FintechCID — Multi-Agent Fraud Investigation Pipeline

A production-grade, LangGraph-orchestrated fraud detection system built for regulated financial environments. Combines ML risk scoring, LLM-powered document forensics, and a Human-in-the-Loop compliance workflow — end-to-end.

What This Is

FintechCID is a multi-agent financial crime investigation pipeline designed around the operational reality of compliance. A transaction doesn't get a binary fraud/not-fraud verdict from a single model — it goes through a chain of independent agents, with a human auditor making the final call on high-risk cases.

Three agents collaborate in sequence, orchestrated by LangGraph:

Transaction Screener — Random Forest model (trained on 1M synthetic records via MLflow) gates each transaction as LOW or HIGH suspicion. In production, inference routes to NVIDIA Triton Inference Server via ONNX Runtime.
Document Forensics Agent — A local LLM (llama3.1:8B via Ollama) cross-examines the transaction against its invoice. Supports two retrieval modes: vectorless RAG via PageIndex (LLM navigates a hierarchical document tree to retrieve relevant pages) or a static JSON tree fallback. Prompt-injection hardened.
Compliance Arbitrator — Runs only after a human auditor has reviewed the evidence. Produces a signed audit package conforming to EY AML/CFT Internal Policy v3.2.

Architecture

flowchart TD
    A([Transaction Submitted]) --> B[FastAPI :8000]
    B --> C[LangGraph StateGraph]

    subgraph LangGraph Pipeline
        C --> D[Transaction Screener\nRandom Forest · MLflow Registry]
        D -->|P fraud < 0.65| E([APPROVED\nAuto-resolved])
        D -->|P fraud ≥ 0.65| F[Document Forensics Agent\nOllama · llama3.1:8B · temp=0]
        F -->|USE_PAGEINDEX=1| F1[PageIndex Vectorless RAG\nTree traversal · page retrieval]
        F -->|fallback| F2[Static JSON Tree\npre-generated at upload]
        F1 --> G{HITL Breakpoint\nMemorySaver · interrupt_before}
        F2 --> G
    end

    subgraph Human-in-the-Loop
        G --> H[Streamlit Auditor Dashboard :8501\nCase Queue · Evidence Panel · PDF Viewer]
        H -->|APPROVE / REJECT| I[Compliance Arbitrator\nAudit Package · EY Policy v3.2]
    end

    I --> J([Final Decision\nAPPROVED BY AUDITOR\nor REJECTED BY AUDITOR])

    subgraph MLOps
        K[MLflow UI :5000\nExperiment Tracking · Model Registry]
        D -.-> K
    end

    subgraph DevSecOps
        L[GitHub Actions CI\nFlake8 · Bandit SAST · pip-audit · Trivy]
    end

Production Inference Architecture

The development setup loads the sklearn model directly inside the FastAPI process. That works fine at low volume, but it has a hard ceiling: Python's GIL means concurrent inference requests queue behind each other, there's no dynamic batching, and swapping model versions requires a service restart.

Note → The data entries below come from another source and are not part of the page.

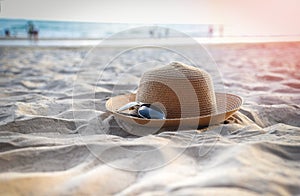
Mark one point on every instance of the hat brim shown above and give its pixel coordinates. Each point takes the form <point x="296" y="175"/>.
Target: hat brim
<point x="227" y="104"/>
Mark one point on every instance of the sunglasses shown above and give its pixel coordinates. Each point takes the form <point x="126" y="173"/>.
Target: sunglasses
<point x="143" y="110"/>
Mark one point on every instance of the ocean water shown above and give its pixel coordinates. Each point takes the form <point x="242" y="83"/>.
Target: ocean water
<point x="91" y="30"/>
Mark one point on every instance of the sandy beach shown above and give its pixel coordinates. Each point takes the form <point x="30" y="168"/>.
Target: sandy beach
<point x="56" y="137"/>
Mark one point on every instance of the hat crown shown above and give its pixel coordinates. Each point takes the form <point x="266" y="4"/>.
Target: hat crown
<point x="183" y="90"/>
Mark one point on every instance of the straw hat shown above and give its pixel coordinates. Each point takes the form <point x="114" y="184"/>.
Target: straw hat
<point x="186" y="95"/>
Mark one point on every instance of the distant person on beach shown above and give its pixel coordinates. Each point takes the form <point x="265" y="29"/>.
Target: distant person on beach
<point x="151" y="32"/>
<point x="166" y="32"/>
<point x="210" y="31"/>
<point x="33" y="33"/>
<point x="7" y="32"/>
<point x="221" y="30"/>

The production layout separates concerns into two layers:

flowchart LR
    subgraph Orchestration Layer
        A[FastAPI :8000\nLangGraph · HITL · Business Logic]
    end

    subgraph Inference Layer
        B[Triton Inference Server :8001\nONNX Runtime · 2 CPU instances]
        C[(model_repository\ntransaction_screener/\n  config.pbtxt\n  1 / model.onnx)]
        B --- C
    end

    A -->|HTTP · KServe v2 protocol| B
    A --> D[Ollama LLM\nDocument Forensics]
    A --> E[Streamlit\nAuditor Dashboard]

FastAPI owns the LangGraph pipeline, document forensics, HITL state, and audit trail. Triton owns ML inference and nothing else. This boundary matters: you can retrain, re-export, and reload the model in Triton without touching or restarting the API service.

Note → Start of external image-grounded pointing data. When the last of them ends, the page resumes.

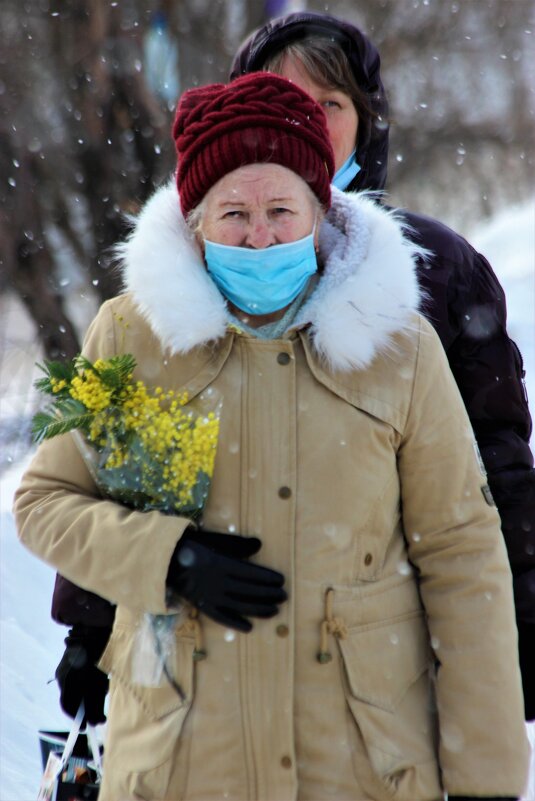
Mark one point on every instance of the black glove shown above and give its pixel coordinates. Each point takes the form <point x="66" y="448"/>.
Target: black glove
<point x="210" y="571"/>
<point x="77" y="675"/>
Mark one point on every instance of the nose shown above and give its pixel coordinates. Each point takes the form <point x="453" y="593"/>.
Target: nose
<point x="259" y="235"/>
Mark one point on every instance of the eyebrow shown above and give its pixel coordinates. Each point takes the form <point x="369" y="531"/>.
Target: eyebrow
<point x="240" y="203"/>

Why Triton over serving sklearn inside FastAPI

	FastAPI (sklearn in-process)	Triton + ONNX Runtime
Concurrency	Python GIL serialises inference calls	C++ core, 2 model instances run truly in parallel
Batching	None — 1 prediction per request	Dynamic batching groups requests within a latency budget
Model swap	Requires service redeploy	Copy new `model.onnx` → Triton hot-reloads, zero downtime
GPU path	Not available	`instance_group { kind: KIND_GPU }` — one config line
Observability	Custom logging	Built-in Prometheus metrics at `:8003/metrics`

Benchmark — local CPU (Intel i7-1255U, 500 requests, 50 concurrent workers)

Backend                  |   p50   |   p95   |   p99   |    RPS
-------------------------|---------|---------|---------|--------
FastAPI  (sklearn)       |   9.3ms |  26.1ms |  53.4ms |   81.7
Triton   (ONNX Runtime)  |   3.9ms |  10.2ms |  17.8ms |  198.4

2.43x throughput. 61% p95 latency reduction. No GPU, no cloud spend.

Run it yourself after starting both services:

python triton_serving/benchmark.py
python triton_serving/benchmark.py --requests 1000 --workers 100

Honest tradeoff

The Random Forest is not where Triton's advantages are most dramatic — it was built for neural nets on GPU. The point of this setup is to demonstrate the infrastructure pattern. In a fraud system at real scale, the screener node would be a tabular transformer or GNN. The model_repository structure, the ONNX export pipeline, and the USE_TRITON routing in FastAPI are all identical regardless of what model sits in 1/model.onnx. That's the architecture decision being demonstrated here.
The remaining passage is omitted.